Le Service de conseil psychologique de l’Université de Zurich s’est vu confier la tâche de soigner les étudiants de l’EPFZ touchés par l’éco-anxiété. L’intérêt pour ces nouveaux ateliers est toutefois faible: seulement six étudiant-es y ont participé. L’auteur de l’article critique le coût supposé des ateliers.
«La crise du Covid-19, la menace de l’inflation et aussi la guerre en Ukraine mettent à mal les étudiants en Suisse. De plus en plus de jeunes luttent contre des troubles psychiques qui rendent quasiment impossible de se lever ou même de continuer. Les études deviennent ainsi de plus en plus un combat. […] Certes, les mesures Covid ont été supprimées depuis des mois, mais les séquelles de l’isolement se font encore nettement sentir. «Le service d’orientation universitaire n’a jamais eu autant de consultations au cours des cinq premiers mois que cette année», explique Markus Diem, responsable du service d’orientation universitaire à l’Université de Bâle. […]«C’est la même expérience que font tous les services jumeaux en Suisse et en Allemagne avec lesquels j’ai des échanges».»
Selon Markus Diem, la raison principale est lié à l’enseignement à distance. Un autre aspect important est le long Covid, «qui peut également avoir un impact énorme sur le psychisme. A cela s’ajoute la guerre en Ukraine. «Ces événements remettent fondamentalement en question l’ordre mondial et l’ordre en Europe», ajoute le responsable de l’orientation universitaire en guise de conclusion. «On ne sait pas comment les choses vont évoluer. A cela s’ajoute l’inflation, tout devient plus cher. Cela concerne également les étudiants.»
L’Association générale des étudiants de l’Université de Fribourg a envoyé une lettre ouverte aux politiciens fribourgeois. Une des problématiques énoncées est la précarité étudiante, qui, selon une étude menée en 2021, toucherait 27,3 % d’étudiant-es, ainsi que leur santé mentale qui s’est dégradée due à la pandémie.
Les co-président-es de l’association étudiante disent dans un entretien: «Nous avons peur que le sondage qui sera publié en 2022 soit encore plus alarmant. […] Il faut que les instances politiques financent davantage unisocial (le service qui s’occupe des questions sociales) et le service psychologique ainsi que le bureau de l’égalité, qui sont surchargés.»
Deux étudiant·es de la Haute école de Lucerne (HSLU) fondent une ligne d’assistance téléphonique pour les étudiant·es en détresse. Cette offre s’ajoute au service de conseil psychologique de la HSLU, où le temps d’attente est actuellement de plusieurs semaines. Ouvert de 20h à 24h chaque soir, chacun·e peut appeler pour parler de ses soucis. Au bout du fil, un ou une étudiante apporte son aide. L’offre est anonyme, confidentielle et gratuite.
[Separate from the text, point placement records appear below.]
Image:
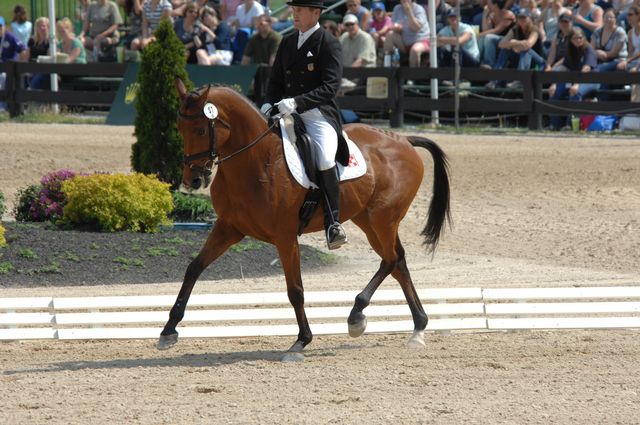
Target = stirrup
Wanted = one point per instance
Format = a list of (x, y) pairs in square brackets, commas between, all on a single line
[(336, 236)]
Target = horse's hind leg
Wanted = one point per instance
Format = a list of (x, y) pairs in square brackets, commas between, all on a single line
[(219, 240), (357, 321), (420, 319)]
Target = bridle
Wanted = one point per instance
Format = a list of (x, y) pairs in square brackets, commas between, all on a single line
[(212, 152)]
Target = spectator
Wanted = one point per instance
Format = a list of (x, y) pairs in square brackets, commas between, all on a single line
[(632, 62), (496, 23), (588, 16), (11, 48), (216, 39), (39, 43), (520, 46), (331, 27), (621, 8), (39, 46), (133, 9), (358, 47), (470, 10), (457, 32), (410, 31), (188, 29), (68, 43), (101, 25), (228, 9), (610, 43), (580, 57), (560, 44), (355, 7), (548, 21), (247, 14), (441, 12), (263, 45), (152, 12), (20, 26), (380, 24)]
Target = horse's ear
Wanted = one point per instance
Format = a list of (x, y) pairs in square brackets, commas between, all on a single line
[(204, 97), (180, 87)]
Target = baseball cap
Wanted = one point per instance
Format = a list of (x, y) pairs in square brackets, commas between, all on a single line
[(378, 6), (566, 16), (350, 18)]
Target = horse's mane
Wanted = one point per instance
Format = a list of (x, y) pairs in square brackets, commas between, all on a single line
[(194, 96)]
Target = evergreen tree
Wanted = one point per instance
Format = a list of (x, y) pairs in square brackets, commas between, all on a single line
[(158, 149)]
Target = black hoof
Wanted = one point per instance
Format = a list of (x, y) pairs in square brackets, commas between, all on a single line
[(167, 341)]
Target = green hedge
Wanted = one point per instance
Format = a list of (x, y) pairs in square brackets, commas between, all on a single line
[(111, 202)]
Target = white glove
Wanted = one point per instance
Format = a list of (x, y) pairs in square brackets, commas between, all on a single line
[(287, 106), (266, 108)]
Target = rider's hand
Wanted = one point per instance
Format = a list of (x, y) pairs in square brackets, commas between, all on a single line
[(266, 109), (287, 106)]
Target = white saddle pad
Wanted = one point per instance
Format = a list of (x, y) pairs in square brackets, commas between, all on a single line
[(356, 167)]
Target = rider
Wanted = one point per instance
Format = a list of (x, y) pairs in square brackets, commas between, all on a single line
[(305, 78)]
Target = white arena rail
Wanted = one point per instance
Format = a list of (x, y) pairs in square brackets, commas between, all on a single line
[(269, 314)]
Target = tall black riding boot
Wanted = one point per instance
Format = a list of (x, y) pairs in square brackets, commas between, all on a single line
[(330, 186)]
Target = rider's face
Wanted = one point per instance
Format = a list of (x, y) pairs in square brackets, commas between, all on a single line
[(305, 17)]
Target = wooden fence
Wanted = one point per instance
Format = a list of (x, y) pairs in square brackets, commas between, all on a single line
[(269, 313), (402, 98)]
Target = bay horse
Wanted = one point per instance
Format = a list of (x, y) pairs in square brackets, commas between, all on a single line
[(255, 195)]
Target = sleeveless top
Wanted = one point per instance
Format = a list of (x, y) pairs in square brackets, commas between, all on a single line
[(617, 36), (588, 17)]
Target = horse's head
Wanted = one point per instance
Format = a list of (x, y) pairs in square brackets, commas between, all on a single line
[(203, 130)]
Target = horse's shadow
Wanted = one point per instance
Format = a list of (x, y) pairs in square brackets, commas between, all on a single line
[(204, 360)]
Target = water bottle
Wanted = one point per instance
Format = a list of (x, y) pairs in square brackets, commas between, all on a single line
[(387, 60), (395, 58)]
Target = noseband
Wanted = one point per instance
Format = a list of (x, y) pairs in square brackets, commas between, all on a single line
[(212, 152)]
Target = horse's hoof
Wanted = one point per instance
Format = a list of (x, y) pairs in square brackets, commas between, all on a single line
[(290, 357), (167, 341), (357, 329), (417, 340)]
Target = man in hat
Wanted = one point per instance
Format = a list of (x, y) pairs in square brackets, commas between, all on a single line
[(305, 78), (358, 47), (11, 48), (457, 32)]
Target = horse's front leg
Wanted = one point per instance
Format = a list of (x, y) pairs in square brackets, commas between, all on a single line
[(289, 252), (222, 236)]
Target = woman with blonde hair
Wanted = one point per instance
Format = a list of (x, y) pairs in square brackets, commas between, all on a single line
[(39, 46), (68, 43), (39, 43)]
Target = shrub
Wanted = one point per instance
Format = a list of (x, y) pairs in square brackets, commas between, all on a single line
[(24, 199), (158, 148), (133, 202), (51, 199), (2, 206), (191, 207), (43, 202)]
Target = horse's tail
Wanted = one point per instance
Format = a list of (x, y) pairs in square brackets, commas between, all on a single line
[(439, 208)]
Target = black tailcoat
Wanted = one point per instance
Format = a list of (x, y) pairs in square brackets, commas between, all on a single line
[(311, 75)]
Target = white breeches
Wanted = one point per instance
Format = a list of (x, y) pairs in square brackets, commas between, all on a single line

L’idée n’est pas nouvelle : à Zurich, l’offre existe depuis plus de 15 ans et s’est établie avec succès. La HSLU salue le projet et le soutient non seulement idéalement, mais aussi financièrement. Une contribution annuelle de 10’000 francs est prévue. «Pour la Haute école de Lucerne, il est très important que les étudiants reçoivent de l’aide, par exemple lorsqu’ils se trouvent dans une situation personnelle difficile ou qu’ils ont des soucis dans leur quotidien d’étudiant», écrit le service de presse.